CNBC's Top States For Business 2009: Top-Five Countdown To The Winner
Given the dramatic change in the nation’s economy in the past year, you'll find more than the usual number of surprises in the 2009 edition of Top States For Business.
Let's start with the state that finished No. 5—Utah. The Beehive State, which finished third last year, lost ground mostly because it slipped quite a few spots in the key Economy category. Utah, however, barely budged in many categories and actually improved in a couple of others.
We're counting down the top-five states on CNBC today, culminating with the announcement of the 2009 winner at about 2:30 p.m. ET on "Street Signs." So check back here during the day to get the latest on the winners and for full rankings.
You'll also find interesting economic profiles of all 50 states.
Take Utah, for instance. It is a state of contrasts. It has one of the lowest jobless rates in the county, but one of the highest foreclosure rates. And given its population, it also has has a relatively high projected budget gap for 2010 ($1 billion).
One more thing: Governor Jon Huntsman, Jr. (R) was recently tapped by President Obama to be Ambassador to China.

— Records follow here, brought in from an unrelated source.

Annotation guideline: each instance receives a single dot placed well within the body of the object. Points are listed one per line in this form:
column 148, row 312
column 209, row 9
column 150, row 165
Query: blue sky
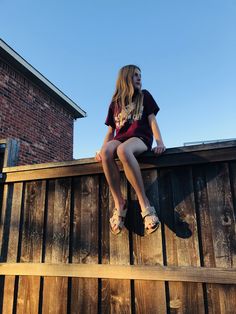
column 185, row 49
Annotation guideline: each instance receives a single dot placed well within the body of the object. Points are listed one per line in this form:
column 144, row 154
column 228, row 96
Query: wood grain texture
column 199, row 154
column 182, row 241
column 84, row 296
column 147, row 250
column 31, row 245
column 10, row 236
column 221, row 222
column 57, row 244
column 120, row 293
column 105, row 245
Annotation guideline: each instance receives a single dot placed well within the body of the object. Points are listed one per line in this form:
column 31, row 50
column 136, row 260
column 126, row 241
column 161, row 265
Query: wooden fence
column 58, row 256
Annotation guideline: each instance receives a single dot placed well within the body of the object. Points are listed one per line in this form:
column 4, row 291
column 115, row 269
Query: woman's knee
column 107, row 152
column 123, row 153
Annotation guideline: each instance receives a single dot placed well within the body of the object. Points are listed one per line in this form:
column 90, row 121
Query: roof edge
column 27, row 68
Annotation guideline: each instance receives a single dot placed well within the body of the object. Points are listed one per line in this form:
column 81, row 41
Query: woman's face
column 137, row 79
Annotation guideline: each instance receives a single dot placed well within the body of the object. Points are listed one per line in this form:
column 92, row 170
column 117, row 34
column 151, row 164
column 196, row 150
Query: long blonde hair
column 124, row 91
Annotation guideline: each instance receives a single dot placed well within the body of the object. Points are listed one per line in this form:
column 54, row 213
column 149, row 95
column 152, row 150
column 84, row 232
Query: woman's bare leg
column 126, row 153
column 112, row 172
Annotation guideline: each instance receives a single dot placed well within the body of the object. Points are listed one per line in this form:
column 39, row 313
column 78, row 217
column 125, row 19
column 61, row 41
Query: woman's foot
column 151, row 220
column 117, row 220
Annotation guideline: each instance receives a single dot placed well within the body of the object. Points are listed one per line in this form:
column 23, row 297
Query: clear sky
column 185, row 49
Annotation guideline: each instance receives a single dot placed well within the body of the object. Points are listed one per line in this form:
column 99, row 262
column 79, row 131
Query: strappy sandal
column 150, row 218
column 118, row 220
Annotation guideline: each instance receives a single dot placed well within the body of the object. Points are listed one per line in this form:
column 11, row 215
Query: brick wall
column 44, row 127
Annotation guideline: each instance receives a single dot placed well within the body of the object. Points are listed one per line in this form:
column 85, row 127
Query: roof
column 34, row 75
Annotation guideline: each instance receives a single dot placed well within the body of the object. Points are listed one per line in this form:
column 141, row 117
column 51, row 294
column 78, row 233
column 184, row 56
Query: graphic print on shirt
column 128, row 115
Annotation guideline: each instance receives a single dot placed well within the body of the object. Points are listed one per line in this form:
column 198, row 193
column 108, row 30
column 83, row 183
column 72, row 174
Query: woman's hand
column 98, row 156
column 159, row 149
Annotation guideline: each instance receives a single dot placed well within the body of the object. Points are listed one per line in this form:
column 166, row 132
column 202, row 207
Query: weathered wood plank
column 11, row 212
column 105, row 245
column 57, row 244
column 147, row 250
column 182, row 241
column 84, row 297
column 221, row 221
column 31, row 245
column 120, row 293
column 136, row 272
column 172, row 157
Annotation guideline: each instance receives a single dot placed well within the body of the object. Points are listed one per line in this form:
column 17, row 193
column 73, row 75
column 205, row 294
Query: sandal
column 117, row 220
column 151, row 220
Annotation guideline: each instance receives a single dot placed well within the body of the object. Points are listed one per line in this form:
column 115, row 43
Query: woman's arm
column 108, row 137
column 160, row 148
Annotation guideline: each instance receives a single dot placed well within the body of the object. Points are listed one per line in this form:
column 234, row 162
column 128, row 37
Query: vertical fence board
column 221, row 221
column 84, row 296
column 11, row 212
column 57, row 244
column 182, row 246
column 120, row 293
column 149, row 295
column 31, row 245
column 105, row 245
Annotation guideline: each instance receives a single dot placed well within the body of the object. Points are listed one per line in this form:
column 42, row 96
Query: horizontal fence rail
column 159, row 273
column 57, row 254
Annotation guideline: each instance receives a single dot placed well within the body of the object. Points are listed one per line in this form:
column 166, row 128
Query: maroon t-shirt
column 128, row 125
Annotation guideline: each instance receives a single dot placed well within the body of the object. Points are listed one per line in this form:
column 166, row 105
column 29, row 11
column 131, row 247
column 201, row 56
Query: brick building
column 34, row 112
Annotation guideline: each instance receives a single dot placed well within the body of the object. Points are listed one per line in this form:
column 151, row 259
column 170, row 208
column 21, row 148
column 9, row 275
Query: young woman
column 131, row 125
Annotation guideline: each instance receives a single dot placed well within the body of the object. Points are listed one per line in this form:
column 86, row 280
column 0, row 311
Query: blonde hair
column 125, row 90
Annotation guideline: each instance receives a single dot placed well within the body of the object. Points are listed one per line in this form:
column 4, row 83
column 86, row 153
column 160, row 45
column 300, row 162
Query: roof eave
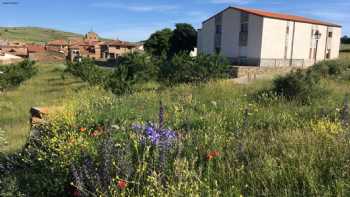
column 243, row 10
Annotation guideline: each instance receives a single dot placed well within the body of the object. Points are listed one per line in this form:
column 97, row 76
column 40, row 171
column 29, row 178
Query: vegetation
column 185, row 69
column 46, row 89
column 183, row 39
column 15, row 74
column 209, row 140
column 135, row 69
column 168, row 43
column 158, row 43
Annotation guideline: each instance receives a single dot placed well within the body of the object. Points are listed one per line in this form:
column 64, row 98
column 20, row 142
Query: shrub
column 129, row 70
column 140, row 67
column 331, row 68
column 13, row 75
column 183, row 68
column 299, row 85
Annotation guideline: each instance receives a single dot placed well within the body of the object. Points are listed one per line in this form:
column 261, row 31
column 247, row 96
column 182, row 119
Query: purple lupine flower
column 161, row 115
column 155, row 135
column 137, row 127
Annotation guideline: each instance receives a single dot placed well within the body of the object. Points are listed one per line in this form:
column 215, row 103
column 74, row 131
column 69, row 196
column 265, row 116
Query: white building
column 260, row 38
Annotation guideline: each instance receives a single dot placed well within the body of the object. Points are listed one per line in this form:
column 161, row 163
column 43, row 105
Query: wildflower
column 122, row 184
column 76, row 193
column 213, row 154
column 95, row 133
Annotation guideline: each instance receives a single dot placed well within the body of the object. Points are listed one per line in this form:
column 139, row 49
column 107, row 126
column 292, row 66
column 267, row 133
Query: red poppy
column 213, row 154
column 122, row 184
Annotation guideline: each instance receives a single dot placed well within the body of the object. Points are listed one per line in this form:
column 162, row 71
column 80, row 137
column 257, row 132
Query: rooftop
column 281, row 16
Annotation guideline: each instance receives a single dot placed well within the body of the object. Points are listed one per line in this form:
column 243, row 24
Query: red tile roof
column 119, row 43
column 32, row 48
column 280, row 16
column 58, row 42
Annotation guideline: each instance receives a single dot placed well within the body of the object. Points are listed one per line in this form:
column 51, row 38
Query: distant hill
column 33, row 34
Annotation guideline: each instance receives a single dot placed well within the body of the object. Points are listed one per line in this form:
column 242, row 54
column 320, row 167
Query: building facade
column 260, row 38
column 92, row 47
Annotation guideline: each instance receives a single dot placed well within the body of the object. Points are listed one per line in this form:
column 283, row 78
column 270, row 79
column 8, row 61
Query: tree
column 183, row 39
column 158, row 43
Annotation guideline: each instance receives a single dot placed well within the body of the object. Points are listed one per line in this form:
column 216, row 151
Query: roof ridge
column 278, row 15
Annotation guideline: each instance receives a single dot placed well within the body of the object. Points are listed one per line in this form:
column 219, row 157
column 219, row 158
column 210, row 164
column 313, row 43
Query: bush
column 129, row 70
column 13, row 75
column 299, row 85
column 331, row 68
column 183, row 68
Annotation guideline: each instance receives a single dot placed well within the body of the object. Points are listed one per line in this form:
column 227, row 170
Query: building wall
column 335, row 45
column 274, row 34
column 230, row 36
column 269, row 42
column 207, row 34
column 230, row 33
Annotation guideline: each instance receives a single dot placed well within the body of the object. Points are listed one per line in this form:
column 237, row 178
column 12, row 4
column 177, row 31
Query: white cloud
column 135, row 7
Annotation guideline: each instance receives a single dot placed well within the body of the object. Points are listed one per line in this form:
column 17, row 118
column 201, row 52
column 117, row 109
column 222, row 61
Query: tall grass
column 46, row 89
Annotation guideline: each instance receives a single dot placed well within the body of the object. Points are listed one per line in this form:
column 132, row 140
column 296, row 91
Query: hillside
column 33, row 34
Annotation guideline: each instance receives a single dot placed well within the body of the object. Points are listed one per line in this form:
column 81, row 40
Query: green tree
column 183, row 39
column 158, row 43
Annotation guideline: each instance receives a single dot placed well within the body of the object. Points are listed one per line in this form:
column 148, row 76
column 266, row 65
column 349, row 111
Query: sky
column 135, row 20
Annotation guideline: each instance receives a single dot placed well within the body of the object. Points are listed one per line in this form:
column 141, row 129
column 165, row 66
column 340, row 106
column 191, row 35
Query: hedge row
column 139, row 68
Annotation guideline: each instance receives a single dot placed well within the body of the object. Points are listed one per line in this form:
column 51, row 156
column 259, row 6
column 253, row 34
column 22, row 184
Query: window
column 244, row 17
column 330, row 34
column 244, row 27
column 243, row 38
column 218, row 29
column 243, row 34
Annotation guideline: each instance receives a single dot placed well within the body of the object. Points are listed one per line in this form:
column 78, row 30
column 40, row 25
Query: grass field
column 47, row 88
column 33, row 34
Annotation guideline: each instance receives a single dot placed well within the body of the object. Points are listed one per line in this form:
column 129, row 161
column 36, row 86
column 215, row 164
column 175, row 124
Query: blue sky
column 135, row 20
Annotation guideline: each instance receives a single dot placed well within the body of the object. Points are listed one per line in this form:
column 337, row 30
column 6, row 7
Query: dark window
column 243, row 38
column 330, row 34
column 244, row 27
column 244, row 17
column 218, row 29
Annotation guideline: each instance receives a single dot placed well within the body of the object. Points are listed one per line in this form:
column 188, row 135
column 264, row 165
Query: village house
column 14, row 48
column 58, row 46
column 92, row 47
column 115, row 48
column 260, row 38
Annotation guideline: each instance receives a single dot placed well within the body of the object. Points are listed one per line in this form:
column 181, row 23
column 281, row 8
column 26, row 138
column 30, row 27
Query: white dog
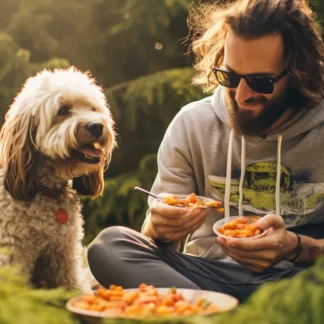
column 58, row 128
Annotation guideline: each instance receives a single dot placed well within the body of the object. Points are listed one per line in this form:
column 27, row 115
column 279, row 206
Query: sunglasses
column 260, row 84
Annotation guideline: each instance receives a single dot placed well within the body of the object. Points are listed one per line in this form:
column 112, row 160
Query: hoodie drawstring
column 243, row 162
column 279, row 138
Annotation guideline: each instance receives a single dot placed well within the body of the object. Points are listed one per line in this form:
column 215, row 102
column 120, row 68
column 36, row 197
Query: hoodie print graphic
column 299, row 199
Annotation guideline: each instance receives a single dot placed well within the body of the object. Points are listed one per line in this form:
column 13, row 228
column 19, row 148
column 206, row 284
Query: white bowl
column 163, row 195
column 223, row 221
column 223, row 302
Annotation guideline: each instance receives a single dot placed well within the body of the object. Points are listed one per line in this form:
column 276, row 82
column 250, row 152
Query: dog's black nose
column 95, row 129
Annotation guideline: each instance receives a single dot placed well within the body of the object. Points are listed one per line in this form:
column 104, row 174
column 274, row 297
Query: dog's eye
column 64, row 110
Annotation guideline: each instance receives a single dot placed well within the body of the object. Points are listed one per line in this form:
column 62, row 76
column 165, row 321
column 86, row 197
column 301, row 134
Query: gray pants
column 122, row 256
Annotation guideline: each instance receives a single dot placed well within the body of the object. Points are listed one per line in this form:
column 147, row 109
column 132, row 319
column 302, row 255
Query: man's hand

While Utah slipped this year, the state finishing No. 4 made a nice move up in the rankings—Iowa. The Hawkeye State, which finished ninth in 2008, squeaked by Utah by a single point in 2009. (Watch video.)
Iowa moved up in several categories, ranking first in one of them. (You’ll have to wait to find out.)
Like Utah, however, the economy played a role in Iowa’s overall showing, but it also benefited from some fine-tuning of our categories and criteria, which affected weightings.
Iowa’s low unemployment rate isn’t much worse than Utah’s, but its foreclosure rate is one of the lowest in the country.
Coloradomoved up to No. 3, after a fifth-place finish in 2008. The state has showed remarkable consistency over the two years, with little change in many categories and is arguably the most balanced in the various individual categories. (Watch video.)
The Centennial State managed three other top-ten showings and made the top 20 in two other categories some may find surprising--Access To Capital and Technology & Innovation.
That said Colorado trailed the No. 1 and No. 2 states by dozens of points.
Texas is our runner-up for 2009, falling just a few points shy of winning for the second year in a row. In finishing No. 2, the Lone Star State lost a bit of its shine, thanks to the slump in the energy sector, but it still finished first or among the top ten in a number of individual categories. (Watch video.)
It’s far to say, that Texas’ loss is as much a result of the winner’s gain as anything else. For a big state with several million-plus urban centers, Texas has a surprisingly low jobless rate. Its projected budget deficit is also low on a per capita basis.
Virginia reclaims the title of America’s Top State for Business this year, squeezing past last year’s Top State, Texas, by a nose—just four points. Virginia, always a solid performer across the board, managed just enough improvement in the right areas—like Economy (7 vs. 17 last year)--to regain the title it won in 2007.